The Au Pair Man

I advertise daily for an au pair, but it seems to be a dying genre. I’m afraid you were inimitable, my dear: of the few young men who came to  be interviewed, not one has had the proper……  disqualifications.”

Hugh Leonard’s allegorical play the Au Pair Man, was nominated for a Tony award on Broadway in 1974.  A gauche young Irishman Eugene Hartigan arrives at the home of Elizabeth Rogers to repossess a wall unit on which she has failed to make the repayments.  Her home is a crumbling pile filled with memorabilia of the British Empire, its walls held up only by the wall-unit which serves as a room partition. She inveigles him into the “position” of au pair man – the latest in a succession of such – and proceeds to polish his rough ways in return for his “services”.  Can he escape her clutches?

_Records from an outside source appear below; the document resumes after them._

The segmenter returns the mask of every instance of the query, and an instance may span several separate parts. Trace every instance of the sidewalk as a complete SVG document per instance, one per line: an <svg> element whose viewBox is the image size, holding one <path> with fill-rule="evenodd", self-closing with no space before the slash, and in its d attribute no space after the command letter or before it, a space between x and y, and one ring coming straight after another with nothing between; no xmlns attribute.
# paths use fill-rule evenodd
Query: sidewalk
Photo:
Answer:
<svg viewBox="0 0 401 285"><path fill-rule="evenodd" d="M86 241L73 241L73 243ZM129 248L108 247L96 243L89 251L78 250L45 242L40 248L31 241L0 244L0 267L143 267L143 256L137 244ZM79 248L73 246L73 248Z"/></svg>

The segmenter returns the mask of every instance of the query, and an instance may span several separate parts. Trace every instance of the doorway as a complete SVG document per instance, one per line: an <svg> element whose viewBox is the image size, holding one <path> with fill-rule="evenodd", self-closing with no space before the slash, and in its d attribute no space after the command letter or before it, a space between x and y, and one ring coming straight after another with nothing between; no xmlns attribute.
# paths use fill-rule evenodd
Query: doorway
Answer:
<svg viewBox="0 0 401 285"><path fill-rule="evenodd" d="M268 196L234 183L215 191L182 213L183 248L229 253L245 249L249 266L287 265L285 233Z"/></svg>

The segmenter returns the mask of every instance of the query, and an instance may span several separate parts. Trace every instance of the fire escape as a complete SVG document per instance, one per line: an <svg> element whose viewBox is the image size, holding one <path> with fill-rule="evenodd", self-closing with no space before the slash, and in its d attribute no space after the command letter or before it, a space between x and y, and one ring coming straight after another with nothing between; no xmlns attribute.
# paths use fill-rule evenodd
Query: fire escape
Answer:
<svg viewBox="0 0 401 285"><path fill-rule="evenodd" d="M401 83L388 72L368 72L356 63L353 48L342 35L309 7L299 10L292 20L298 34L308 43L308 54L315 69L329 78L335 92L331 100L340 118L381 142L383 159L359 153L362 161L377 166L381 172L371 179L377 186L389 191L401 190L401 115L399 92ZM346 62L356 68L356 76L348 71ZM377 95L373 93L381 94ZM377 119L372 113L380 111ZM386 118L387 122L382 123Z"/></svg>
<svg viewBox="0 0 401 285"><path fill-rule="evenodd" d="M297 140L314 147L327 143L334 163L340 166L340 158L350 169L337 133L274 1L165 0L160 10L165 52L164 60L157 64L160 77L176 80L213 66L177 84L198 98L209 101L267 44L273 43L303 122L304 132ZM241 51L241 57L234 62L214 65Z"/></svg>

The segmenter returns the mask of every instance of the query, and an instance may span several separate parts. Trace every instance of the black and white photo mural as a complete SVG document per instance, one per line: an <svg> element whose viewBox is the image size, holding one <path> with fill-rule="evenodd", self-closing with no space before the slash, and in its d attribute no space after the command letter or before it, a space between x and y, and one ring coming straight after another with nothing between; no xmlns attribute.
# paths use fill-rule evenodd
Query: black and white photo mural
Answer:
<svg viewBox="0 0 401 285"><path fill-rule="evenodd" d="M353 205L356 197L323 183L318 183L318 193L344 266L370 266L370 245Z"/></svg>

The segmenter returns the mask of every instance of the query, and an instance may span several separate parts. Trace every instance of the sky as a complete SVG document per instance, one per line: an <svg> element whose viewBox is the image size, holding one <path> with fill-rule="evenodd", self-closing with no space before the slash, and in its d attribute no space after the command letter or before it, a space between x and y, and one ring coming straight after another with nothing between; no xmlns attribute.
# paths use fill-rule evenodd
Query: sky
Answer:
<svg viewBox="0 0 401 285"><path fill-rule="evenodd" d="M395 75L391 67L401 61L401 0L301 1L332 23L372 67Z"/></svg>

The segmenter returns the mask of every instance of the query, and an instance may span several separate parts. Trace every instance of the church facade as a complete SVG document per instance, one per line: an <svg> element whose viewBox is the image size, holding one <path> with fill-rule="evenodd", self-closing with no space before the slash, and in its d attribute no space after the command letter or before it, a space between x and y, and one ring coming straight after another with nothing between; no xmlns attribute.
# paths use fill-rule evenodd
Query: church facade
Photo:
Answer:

This two-hander premiered in Dublin in 1968 starring Donal McCann and Joan Greenwood and was directed by Ted Kotcheff. The production subsequently transferred to London’s West End. A further production toured the UK in 1970.   The Au Pair Man was presented on Broadway in 1973 and nominated in 1974 for best play in the Tony awards on Broadway. It starred Julie Harris (also nominated for a Tony Award) as ER and Charles Durning as Eugene.

aupairmanset
The Au Pair Man, New York production (photo Friedman-Abeles)

 

 

Leonard and McGahern – The Barracks

The Barracks, Hugh Leonard’s adaptation of the 1963 novel by John McGahern, premiered in 1969 at the Dublin Theatre Festival. This appears to be the only stage adaptation of a McGahern novel.

The play concerns Elizabeth Reegan (Aideen O’Kelly) who return to her native village in Ireland, after years of freedom–and loneliness, and marries Garda Sergeant Reegan (Martin Dempsey), a widower with children.  “The children are not her own; her husband is straining to break free from the servile security of the police force; and her own life, threatened by illness, seems to be losing the last vestiges of its purpose”. (Irish Playography)

The play was staged at the Gate Theatre by Gemini productions and directed by Tomas Mac Anna.

During the 1960s Leonard wrote a play a year for the Dublin Theatre Festival, alternating original works with adaptations. His adaptations were of radical and exciting works by James Joyce, Flann O’Brien and, here, John McGahern whose second published novel The Dark had been banned in Ireland in 1965.